As pessoas são imitadoras. Não estão agindo por conta própria; estão reagindo. É assim que a mente coletiva funciona - sempre de acordo com alguma outra pessoa. Contra ou a favor, não importa; conformista ou não-conformista, não importa. Mas ela está sempre dirigida, motivada, comandada por outros. Deixada por si mesma, ficará completamente perdida sobre o que fazer.

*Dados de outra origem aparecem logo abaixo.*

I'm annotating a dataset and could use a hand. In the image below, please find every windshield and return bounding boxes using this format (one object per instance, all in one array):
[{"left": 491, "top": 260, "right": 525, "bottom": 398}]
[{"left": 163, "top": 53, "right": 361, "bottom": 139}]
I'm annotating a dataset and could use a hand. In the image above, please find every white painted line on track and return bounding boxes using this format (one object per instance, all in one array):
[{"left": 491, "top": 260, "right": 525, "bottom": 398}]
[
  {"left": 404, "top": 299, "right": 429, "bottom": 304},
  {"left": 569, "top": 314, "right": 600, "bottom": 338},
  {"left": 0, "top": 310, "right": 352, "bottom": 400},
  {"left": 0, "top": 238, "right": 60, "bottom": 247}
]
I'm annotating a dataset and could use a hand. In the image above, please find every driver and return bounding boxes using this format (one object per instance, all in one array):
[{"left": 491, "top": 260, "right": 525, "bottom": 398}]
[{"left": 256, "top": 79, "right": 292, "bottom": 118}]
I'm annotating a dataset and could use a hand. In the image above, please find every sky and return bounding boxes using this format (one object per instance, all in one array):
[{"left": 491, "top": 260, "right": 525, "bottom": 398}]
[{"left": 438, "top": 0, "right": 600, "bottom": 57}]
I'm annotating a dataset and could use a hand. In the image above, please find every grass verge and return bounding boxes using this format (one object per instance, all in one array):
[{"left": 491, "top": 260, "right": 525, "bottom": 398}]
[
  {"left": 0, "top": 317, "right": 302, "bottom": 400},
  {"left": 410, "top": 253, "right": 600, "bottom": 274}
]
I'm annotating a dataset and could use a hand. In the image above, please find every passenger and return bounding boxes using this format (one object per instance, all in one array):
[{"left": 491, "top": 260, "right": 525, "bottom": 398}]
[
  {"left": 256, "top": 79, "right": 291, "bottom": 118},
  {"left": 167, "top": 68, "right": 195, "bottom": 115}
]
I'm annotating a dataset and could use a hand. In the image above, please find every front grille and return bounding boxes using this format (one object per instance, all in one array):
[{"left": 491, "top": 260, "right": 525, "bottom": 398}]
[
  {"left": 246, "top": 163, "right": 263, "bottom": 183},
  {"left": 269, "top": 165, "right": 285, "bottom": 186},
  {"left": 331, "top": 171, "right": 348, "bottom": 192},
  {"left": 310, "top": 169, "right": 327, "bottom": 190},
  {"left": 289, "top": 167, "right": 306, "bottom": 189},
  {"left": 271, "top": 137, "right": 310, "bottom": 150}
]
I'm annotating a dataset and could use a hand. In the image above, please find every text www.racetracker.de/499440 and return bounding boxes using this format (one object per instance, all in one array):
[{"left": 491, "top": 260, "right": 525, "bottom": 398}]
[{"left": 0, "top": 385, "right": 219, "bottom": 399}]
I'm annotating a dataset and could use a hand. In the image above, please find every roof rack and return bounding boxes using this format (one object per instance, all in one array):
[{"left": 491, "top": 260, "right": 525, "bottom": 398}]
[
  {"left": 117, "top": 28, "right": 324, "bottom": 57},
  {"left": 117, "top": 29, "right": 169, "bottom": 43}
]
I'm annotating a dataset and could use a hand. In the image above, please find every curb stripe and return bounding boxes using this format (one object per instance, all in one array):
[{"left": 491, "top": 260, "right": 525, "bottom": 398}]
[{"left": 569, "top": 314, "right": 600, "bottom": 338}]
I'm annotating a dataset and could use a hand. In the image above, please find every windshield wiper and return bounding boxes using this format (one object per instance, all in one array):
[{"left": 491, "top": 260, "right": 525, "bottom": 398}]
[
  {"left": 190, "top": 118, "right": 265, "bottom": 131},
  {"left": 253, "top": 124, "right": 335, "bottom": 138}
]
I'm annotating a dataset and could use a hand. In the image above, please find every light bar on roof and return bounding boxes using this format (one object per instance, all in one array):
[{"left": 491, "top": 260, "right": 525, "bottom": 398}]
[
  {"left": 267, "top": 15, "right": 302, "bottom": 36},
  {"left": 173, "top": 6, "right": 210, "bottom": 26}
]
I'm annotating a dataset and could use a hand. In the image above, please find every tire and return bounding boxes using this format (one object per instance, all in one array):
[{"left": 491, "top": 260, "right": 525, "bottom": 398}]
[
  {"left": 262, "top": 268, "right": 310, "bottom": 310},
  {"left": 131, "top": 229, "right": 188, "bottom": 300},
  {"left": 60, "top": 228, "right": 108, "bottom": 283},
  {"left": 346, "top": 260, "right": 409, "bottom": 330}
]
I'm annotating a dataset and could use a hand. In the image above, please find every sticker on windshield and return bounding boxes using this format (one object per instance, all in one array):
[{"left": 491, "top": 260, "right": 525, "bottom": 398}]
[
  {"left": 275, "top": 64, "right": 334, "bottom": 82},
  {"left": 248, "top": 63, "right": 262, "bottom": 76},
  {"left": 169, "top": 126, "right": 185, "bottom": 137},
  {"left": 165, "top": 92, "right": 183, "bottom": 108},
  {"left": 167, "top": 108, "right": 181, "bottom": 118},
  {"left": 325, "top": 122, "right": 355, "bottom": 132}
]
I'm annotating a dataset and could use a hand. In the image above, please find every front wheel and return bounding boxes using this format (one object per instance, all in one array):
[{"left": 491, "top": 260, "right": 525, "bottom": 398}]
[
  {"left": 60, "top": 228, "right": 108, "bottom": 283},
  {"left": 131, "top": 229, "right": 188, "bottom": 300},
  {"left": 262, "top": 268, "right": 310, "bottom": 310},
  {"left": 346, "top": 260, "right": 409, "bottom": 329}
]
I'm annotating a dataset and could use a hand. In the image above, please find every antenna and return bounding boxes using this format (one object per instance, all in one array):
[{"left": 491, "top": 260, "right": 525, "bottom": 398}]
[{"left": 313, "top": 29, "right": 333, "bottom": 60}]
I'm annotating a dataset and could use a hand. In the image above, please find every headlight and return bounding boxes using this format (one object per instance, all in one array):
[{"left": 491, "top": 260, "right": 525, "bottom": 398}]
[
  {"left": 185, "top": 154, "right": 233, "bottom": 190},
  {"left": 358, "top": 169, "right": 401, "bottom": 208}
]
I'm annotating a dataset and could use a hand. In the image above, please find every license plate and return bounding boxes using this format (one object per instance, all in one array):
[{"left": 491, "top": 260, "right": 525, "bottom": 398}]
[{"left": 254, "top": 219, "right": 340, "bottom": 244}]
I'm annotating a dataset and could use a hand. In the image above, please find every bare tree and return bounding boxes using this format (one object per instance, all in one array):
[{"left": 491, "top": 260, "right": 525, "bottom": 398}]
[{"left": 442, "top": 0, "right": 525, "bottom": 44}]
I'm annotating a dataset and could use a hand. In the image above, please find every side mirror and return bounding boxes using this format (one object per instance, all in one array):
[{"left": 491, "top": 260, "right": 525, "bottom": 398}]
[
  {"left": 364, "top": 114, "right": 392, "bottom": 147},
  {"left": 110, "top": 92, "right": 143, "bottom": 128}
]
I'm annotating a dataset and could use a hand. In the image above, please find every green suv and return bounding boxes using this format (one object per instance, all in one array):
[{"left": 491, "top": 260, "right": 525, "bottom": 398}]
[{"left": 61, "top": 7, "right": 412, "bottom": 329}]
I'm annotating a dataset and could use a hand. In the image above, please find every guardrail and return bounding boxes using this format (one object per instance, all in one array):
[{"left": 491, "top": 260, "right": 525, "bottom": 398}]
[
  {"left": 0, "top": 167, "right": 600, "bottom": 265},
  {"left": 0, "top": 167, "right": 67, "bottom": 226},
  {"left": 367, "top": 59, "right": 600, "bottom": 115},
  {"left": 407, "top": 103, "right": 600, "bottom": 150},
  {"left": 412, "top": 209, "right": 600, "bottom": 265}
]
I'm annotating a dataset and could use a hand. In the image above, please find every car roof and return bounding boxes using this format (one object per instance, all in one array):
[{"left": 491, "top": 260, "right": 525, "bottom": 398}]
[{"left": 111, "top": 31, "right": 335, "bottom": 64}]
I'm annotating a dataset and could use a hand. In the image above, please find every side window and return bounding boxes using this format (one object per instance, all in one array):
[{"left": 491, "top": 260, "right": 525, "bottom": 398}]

Estou ensinando o meu povo a ser meditador: a serem pessoas que possam desfrutar a solidão, que possam respeitar a si mesmas sem pertencerem a qualquer multidão, que não vendem as suas almas por recompensa, honraria, respeitabilidade e prestígio algum que a sociedade possa lhes dar. A sua honra, o seu prestígio e o seu poder estão dentro de seus próprios seres - na sua liberdade, no seu silêncio, no seu amor, na sua ação criativa - e não em sua reação. O que os outros fazem não é o que determina a sua vida.
(...)


excertos extraídos da obra "O Rebelde: O Verdadeiro Sal da Terra", de Osho 

* a frase "Além disto, não existe Deus e nem qualquer templo de Deus", não significa absolutamente que o autor defenda a inexistência de Deus. Lendo a frase sem tirá-la de seu contexto, podemos entender que somente sendo conscientes (tendo o que ele chama de 'espírito rebelde'), é que se tem um espírito real. Não há outros tipos. Só preenchendo esta condição (não sendo um imitador na multidão), é que Deus existe. O texto diz literalmente: "Além disto (quer dizer, fora desta condição), Deus não existe". 

Eu me pergunto: que tipo de 'Deus' iria querer sujeitos reduzidos à condição de escravos, de massa humana inconsciente e que responde mecanicamente aos instintos mais básicos do mimetismo animal? 
Assim, o autor enfatiza que Deus só existe no interior de um sujeito que conserve íntegra sua individualidade (que não se  confunde com o individualismo); e defende a polêmica tese de que só há Deus num sujeito que não se dilui na multidão, mas que tem a coragem de assumir pessoal e plenamente a responsabilidade pelo que faz. Nesta inconformidade, esta pessoa não se rende ao "imitacionismo", nem ao falso moralismo. Então, concluímos que só nesse ambiente de maturidade espiritual é que pode haver um Deus também existente. O indivíduo nasceu sozinho, morrerá só e será julgado só (embora multidões possam ter testemunhado seu nascimento ou falecimento).